It will send messages to syslog.  You can add "-d 9" to turn on debug
messages.

Configure the running target with one or more devices, using the tgtadm
program you just built (also as root).  Full information is in
doc/README.iscsi.  Here is a quick-start guide:

	./tgtimg --op new --device-type disk --type disk --size 1024 \
		 --file /tmp/tid1lun1
	./tgtadm --lld iscsi --mode target \
		 --op new --tid 1 --targetname $(hostname)
	./tgtadm --lld iscsi --mode target \
		 --op bind --tid 1 --initiator-address ALL
	./tgtadm --lld iscsi --mode logicalunit \
		 --op new --tid 1 --lun 1 --backing-store /tmp/tid1lun1

To make your initiator use RDMA, make sure the "ib_iser" module is
loaded in your kernel.  Then do discovery as usual, over TCP:

	iscsiadm -m discovery -t sendtargets -p $targetip

where $targetip is the ethernet address of your IPoIB device.  Discovery
traffic will use IPoIB, but login and full feature phase will use RDMA
natively.

Then do something like the following to change the transport type:

	iscsiadm -m node -p $targetip -T $targetname --op update \
	    -n node.transport_name -v iser

Next, login as usual:

	iscsiadm -m node -p $targetip -T $targetname --login

And access the new block device, e.g. /dev/sdb.


Errata
------

There is a major bug in the mthca driver in linux kernels before 2.6.21.
This includes the popular rhel5 kernels, such as 2.6.18-8.1.6.el5 and
possibly later.  The critical commit is:

    608d8268be392444f825b4fc8fc7c8b509627129
    IB/mthca: Fix data corruption after FMR unmap on Sinai

If you use single-port memfree cards, SCSI read operations will
frequently result in randomly corrupted memory, leading to bad
application data or unexplainable kernel crashes.  Older kernels are
also missing some nice iSCSI changes that avoids crashes in some
situations where the target goes away.  Stock kernel.org linux
2.6.22-rc5 and 2.6.23-rc6 have been tested and are known to work.

The Linux kernel iSER initiator is currently lacking support for
bidirectional transfers, and for extended command descriptors (CDBs).
Progress toward adding this is being made, with patches frequently
appearing on the relevant mailing lists.

The Linux kernel iSER initiator uses a different header structure on its
packets than is in the iSER specification.  This is described in
an InfiniBand document and is required for that network, which only
supports for Zero-Based Addressing.  If you are using a non-IB initiator
that doesn't need this header extension, it won't work with tgtd.  There
may be some way to negotiate the header format.  Using iWARP hardware
devices with the Linux kernel iSER initiator also will not work due to
its reliance on fast memory registration (FMR), an InfiniBand-only feature.

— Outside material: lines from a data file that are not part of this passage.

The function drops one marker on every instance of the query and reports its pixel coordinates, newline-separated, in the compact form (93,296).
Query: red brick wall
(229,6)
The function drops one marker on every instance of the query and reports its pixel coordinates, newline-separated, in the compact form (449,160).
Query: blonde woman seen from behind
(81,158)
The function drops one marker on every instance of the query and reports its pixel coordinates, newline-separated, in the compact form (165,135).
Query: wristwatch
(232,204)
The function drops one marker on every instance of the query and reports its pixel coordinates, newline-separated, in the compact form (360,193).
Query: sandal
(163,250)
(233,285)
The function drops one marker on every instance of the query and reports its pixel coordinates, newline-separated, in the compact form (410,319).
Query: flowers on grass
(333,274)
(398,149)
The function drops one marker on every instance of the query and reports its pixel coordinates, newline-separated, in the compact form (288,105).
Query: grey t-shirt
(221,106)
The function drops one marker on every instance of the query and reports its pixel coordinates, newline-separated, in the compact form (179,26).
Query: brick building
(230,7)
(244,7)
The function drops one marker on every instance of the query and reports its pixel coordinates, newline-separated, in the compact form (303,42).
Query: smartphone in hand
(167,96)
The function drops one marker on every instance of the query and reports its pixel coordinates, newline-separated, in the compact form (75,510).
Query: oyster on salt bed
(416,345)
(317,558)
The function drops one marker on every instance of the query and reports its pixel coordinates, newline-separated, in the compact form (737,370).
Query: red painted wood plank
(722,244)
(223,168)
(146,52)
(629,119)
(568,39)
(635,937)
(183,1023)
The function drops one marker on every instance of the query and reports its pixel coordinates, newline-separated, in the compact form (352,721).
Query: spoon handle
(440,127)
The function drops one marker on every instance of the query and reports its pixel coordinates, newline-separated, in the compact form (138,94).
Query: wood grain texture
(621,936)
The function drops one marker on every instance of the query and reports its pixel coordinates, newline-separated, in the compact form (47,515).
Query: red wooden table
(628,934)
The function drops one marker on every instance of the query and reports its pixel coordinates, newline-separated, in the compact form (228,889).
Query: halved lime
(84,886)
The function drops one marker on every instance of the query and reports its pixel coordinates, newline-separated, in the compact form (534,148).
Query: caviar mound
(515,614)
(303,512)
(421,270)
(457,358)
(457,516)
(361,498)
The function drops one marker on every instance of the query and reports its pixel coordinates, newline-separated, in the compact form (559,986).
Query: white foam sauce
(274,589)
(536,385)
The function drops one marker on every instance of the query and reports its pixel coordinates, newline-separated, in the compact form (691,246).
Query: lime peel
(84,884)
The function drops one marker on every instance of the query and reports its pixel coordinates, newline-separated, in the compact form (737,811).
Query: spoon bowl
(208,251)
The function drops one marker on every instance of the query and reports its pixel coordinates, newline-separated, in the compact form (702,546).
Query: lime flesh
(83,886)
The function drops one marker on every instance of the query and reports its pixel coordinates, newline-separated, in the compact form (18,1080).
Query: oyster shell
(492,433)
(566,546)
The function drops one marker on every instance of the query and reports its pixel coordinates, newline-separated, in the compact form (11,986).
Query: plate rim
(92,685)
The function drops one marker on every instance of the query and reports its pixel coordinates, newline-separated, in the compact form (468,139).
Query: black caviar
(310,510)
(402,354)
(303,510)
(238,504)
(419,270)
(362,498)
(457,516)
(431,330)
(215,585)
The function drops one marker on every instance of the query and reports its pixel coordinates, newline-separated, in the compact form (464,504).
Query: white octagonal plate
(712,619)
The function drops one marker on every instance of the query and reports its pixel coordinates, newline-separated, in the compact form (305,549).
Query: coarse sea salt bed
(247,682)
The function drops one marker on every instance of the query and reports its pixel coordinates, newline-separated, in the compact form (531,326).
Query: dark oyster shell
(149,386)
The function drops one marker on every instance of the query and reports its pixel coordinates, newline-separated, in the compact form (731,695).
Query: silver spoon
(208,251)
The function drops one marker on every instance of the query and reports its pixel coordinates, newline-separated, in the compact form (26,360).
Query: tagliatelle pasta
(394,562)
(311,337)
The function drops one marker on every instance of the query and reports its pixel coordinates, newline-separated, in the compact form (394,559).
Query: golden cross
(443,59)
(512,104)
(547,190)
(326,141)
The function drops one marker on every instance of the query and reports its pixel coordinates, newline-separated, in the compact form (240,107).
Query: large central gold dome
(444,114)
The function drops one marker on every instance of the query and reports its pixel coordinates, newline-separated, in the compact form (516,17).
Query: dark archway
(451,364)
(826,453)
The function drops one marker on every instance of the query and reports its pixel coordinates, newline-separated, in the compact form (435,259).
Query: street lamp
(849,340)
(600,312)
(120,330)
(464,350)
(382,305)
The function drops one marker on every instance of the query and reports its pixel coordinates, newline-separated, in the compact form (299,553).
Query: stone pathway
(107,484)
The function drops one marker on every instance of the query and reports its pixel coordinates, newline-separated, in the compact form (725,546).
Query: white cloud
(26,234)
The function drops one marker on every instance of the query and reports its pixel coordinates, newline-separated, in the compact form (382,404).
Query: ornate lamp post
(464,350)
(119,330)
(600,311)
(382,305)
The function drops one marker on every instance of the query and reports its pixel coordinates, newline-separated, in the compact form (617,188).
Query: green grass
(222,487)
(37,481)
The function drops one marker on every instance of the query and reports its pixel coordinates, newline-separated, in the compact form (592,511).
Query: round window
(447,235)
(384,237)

The current code sizes its per-connection resource consumption based on
negotiatied parameters.  However, the Linux iSER initiator does not
support negotiation of MaxOutstandingUnexpectedPDUs, so that value is
hard-coded in the target.  Also, open-iscsi is hard-coded with a very
small value of TargetRecvDataSegmentLength, so even though the target
would be willing to accept a larger size, it cannot.  This may limit
performance of small transfers on high-speed networks:  transfers bigger
than 8 kB, but not large enough to amortize a round-trip for RDMA setup.

The data structures for connection management in the iSER code are
desgined to handle multiple devices, but have never been tested with
such hardware.